The coronavirus crisis is, first and foremost, a health crisis. The Trump administration’s failure to take the threat of COVID-19 seriously—and our systematic, decades-long decimation of our nation’s public health infrastructure—has turned what may have been a public health challenge into a crisis for our health care system. And one area where the failures of our fragmented, market-based health care system have been made plain is in our inability to produce and disseminate the medicines we need. For example:
- Early on in the crisis, the enormous gaps in our domestic supply chain, and our reliance on manufacturers in China for most active pharmaceutical ingredients, led to concerns that the US could face serious drug shortages should the crisis in China continue.
- More recently, Kaiser Permanente declined to fill a prescription of hydroxychloroquine for a woman who had been taking it for lupus, citing concerns about worldwide shortages. Hydroxychloroquine is currently one of several drugs being investigated for its potential use as a treatment for COVID-19.
Amid these failures—perhaps because of them—we are beginning to see policymakers from across the political spectrum rethinking the market-based logic that informs our current system. The recently-enacted CARES Act, for example, includes $3.5 billion for the Biomedical Advanced Research and Development Authority (BARDA), a part of the Department of Health and Human Services that “supports the transition of medical countermeasures such as vaccines, drugs, and diagnostics from research through advanced development towards consideration for approval by the FDA and inclusion into the Strategic National Stockpile.”
While imperfect, BARDA is one of the clearest examples in the federal government of a coordinated system of industrial policy and planning. Unlike the National Institutes for Health, which typically prioritizes basic over translational research and has no direct role in manufacturing processes or government purchasing, BARDA’s work includes efforts to identify and develop manufacturing capacity. It also engages in procurement efforts, playing a direct government role in planning for and directly and affirmatively creating and shaping markets to create a stockpile of medicines and vaccines for use in public health emergencies.
This substantial investment—$2 billion more than the FY2020 budget request—is evidence of a real recognition that other approaches that the government has taken, including market incentives and nudges, are insufficient tools for developing and manufacturing any medicine for which there is no clear market, even when the public health need is clear.
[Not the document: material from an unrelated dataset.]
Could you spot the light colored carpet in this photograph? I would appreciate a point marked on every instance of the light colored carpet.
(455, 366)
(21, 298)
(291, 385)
Despite the emerging recognition that a far more directive and directly involved government role is required, a pernicious strain of thinking persists. Even when the government is directly involved in nearly every aspect of drug or vaccine development, it is still assumed by most US policymakers that any pharmaceutical companies involved in this research should nonetheless own the intellectual property rights to what is learned and produced, and therefore should be entitled to own and enjoy monopoly profits on the fruits of that shared knowledge for decades.
That’s why the next phase of the COVID-19 response effort must include a clear directive to the Trump administration that any vaccine or intervention developed with public funds must, at the very least, be issued as open licenses and made available with reasonable pricing requirements. Preventing profiteering of this pandemic is a demand being made by access-to-medicines and health advocates, like Public Citizen, and campaigns, such as Lower Drug Prices Now.
In this public health emergency, where each of us depends on the other in order for all of us to stay healthy, it is clearer than ever that the way our nation develops and manufactures medicines must change. The seeds of that change are here.